Thirty-five years after leaving an indelible imprint on Broadway in Cats, Betty Buckley, 69, has hit what feels like a creative renaissance. The Tony winner (for her portrayal of Grizabella - and unforgettable performance of "Memory" - in Cats) kicked off the year starring opposite James McAvoy in M. Night Shyamalan's thriller, Split. And on April 7, she'll release her 17th solo album, Story Songs.
Though many fans primarily associate Buckley with her larger-than-life diva roles (Norma Desmond in Sunset Boulevard, anyone?), she's as comfortable relaxing on her Texas ranch (and singing along to Led Zeppelin on her car stereo) as she is on the Broadway stage. Story Songs, a 2-disc set comprised of live tracks from concerts in California and New York, showcases Buckley's diverse artistic leanings.
Picking up where her 2014 collaboration with T Bone Burnett, Ghostlight, left off, Buckley channels her inner rocker on songs by Peter Gabriel, Emmylou Harris and Radiohead. Among the Broadway selections on the album, her choices are forward-thinking: Three brand new tunes by contemporary musical theater composers Jason Robert Brown (The Last Five Years, Bridges of Madison County) and Joe Iconis (season two of TV's Smash) are undeniable highlights.
Buckley gave Billboard an exclusive first listen to Brown's "Cassandra," which you can listen to below, and shared her thoughts on feminism, musicians' political responsibility, and her rock and roll dreams.
What was it about "Cassandra" that spoke to you?
I think it's a compelling piece musically, and I loved the song's message. Jason has two daughters, and he's just as disturbed as I am by the political scenario that we're all living through. He's written some beautiful music in response to that, and I was thrilled to get to debut it.
When you mention "Cassandra" in the album's liner notes, you thank Gloria Steinem. How do you feel that the song reflects the feminist movement?
It's about a young woman who can predict the future, and no one's listening because everyone's interested in the status-quo, white-male perspective. It's a wonderful story, and I think it speaks for itself.
You're politically outspoken on social media, and you reference the 2016 election in one of the album's asides. What role should artists play in the political sphere?
It harkens back to the role that music and art played in the 1960s, in that it's important to remind people on a deeper level - which art can reach - of the truth of things. Our political climate is upsetting because it goes against the grain of our humanity. So it's incumbent upon those of us in the arts to share [our views].
You and producer T Bone Burnett are lifelong friends. What did you learn from him while working on your last album?
He's got an incredible ear, so it was bliss being in the studio with him… he's like a film director. He directs the musicians and the take of a song very cinematically. There's an expanse and feeling on Ghostlight of wide, open spaces. That, to me, feels like home - like Texas, where we're both from. I'm interested to hear what he thinks of Story Songs.

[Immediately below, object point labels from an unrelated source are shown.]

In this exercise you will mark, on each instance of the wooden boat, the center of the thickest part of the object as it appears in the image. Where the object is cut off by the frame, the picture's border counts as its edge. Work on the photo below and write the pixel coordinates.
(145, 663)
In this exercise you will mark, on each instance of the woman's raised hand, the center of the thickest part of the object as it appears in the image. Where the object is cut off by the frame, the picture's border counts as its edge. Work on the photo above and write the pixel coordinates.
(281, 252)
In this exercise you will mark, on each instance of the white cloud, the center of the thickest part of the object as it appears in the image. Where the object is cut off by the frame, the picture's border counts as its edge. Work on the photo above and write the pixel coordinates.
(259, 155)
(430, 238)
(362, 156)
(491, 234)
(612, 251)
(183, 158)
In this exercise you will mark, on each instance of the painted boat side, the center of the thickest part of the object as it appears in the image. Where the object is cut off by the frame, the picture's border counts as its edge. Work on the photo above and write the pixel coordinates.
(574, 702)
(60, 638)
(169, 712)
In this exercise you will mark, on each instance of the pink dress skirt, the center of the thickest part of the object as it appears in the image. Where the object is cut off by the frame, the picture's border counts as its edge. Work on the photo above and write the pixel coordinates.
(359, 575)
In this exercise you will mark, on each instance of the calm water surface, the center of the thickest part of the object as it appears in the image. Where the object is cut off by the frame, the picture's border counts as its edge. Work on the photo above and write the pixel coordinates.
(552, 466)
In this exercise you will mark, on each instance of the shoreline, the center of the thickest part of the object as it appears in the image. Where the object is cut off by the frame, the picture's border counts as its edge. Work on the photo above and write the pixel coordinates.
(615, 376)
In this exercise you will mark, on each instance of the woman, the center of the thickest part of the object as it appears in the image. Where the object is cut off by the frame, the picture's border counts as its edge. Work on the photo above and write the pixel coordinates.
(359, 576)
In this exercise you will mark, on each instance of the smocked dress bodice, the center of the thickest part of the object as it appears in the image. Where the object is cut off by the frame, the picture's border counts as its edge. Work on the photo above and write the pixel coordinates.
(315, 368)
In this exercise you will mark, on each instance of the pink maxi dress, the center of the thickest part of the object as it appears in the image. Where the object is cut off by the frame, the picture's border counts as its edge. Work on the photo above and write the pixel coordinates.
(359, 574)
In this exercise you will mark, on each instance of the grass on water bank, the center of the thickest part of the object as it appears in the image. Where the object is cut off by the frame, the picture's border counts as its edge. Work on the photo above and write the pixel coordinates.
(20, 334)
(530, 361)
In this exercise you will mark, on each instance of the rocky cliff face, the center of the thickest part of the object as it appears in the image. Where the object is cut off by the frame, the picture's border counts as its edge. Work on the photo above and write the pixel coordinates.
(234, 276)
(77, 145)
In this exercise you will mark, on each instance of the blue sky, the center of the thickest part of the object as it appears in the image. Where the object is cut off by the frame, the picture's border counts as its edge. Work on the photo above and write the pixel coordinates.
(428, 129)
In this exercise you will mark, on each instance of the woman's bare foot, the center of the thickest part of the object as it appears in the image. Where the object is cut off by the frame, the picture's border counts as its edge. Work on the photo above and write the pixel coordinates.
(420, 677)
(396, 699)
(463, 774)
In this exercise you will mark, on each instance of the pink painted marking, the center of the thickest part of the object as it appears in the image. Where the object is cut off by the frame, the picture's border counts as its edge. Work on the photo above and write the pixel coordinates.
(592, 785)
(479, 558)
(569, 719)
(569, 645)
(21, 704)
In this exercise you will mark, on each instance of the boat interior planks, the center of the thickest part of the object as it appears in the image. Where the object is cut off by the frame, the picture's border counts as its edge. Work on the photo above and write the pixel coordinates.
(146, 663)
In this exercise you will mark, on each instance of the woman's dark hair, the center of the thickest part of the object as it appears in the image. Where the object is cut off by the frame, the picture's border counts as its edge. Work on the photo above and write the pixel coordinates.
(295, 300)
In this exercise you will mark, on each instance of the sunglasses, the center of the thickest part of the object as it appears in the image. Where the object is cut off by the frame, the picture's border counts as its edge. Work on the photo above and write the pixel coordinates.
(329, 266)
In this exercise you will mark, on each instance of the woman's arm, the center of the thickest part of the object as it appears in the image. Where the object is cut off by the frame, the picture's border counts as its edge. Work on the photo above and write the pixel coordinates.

Who are you listening to right now?
I think Sara Bareilles is a great writer. I love Sting - I listen to everything that he does. I love his song, "Practical Arrangement," which I included on the album. He cut it from [his musical] The Last Ship, and I don't understand why because I think it's a brilliant love song. I love driving around the Texas countryside playing Led Zeppelin… and I love Keith Jarrett. He's one of my great teachers. He doesn't know that, but he is!
Did you every consider pursuing rock music?
Yeah, I wanted to be a rock and roll singer! When I was a young singer-actress doing Promises, Promises in London, there was some interest from a producer who wanted me to be like Shirley Bassey, [but] I was really in love with Joni Mitchell and Carole King. I wanted to have my own musical identity, so I passed.
Years later, when I was in the film Tender Mercies and doing Cats on Broadway, there was interest in me doing a country album, and again I passed, because I didn't know if that's who I truly was, either. I have tremendous gratitude that there are 17 recordings of my work that don't fall into one category or another. I don't think of my records as definitively theatrical.
What's your secret to keeping things fresh at this stage of your career?
It's important for me to keep exploring. There are a lot of points of view about aging in our culture that aren't kind. We're taught to think that, beyond a certain point, life doesn't have the same potential for passion, excitement and creativity. Fortunately, I've known since I was young that my best work was going to be in my later years, and I kind of woke up this past year and realized that these are my later years [Laughs].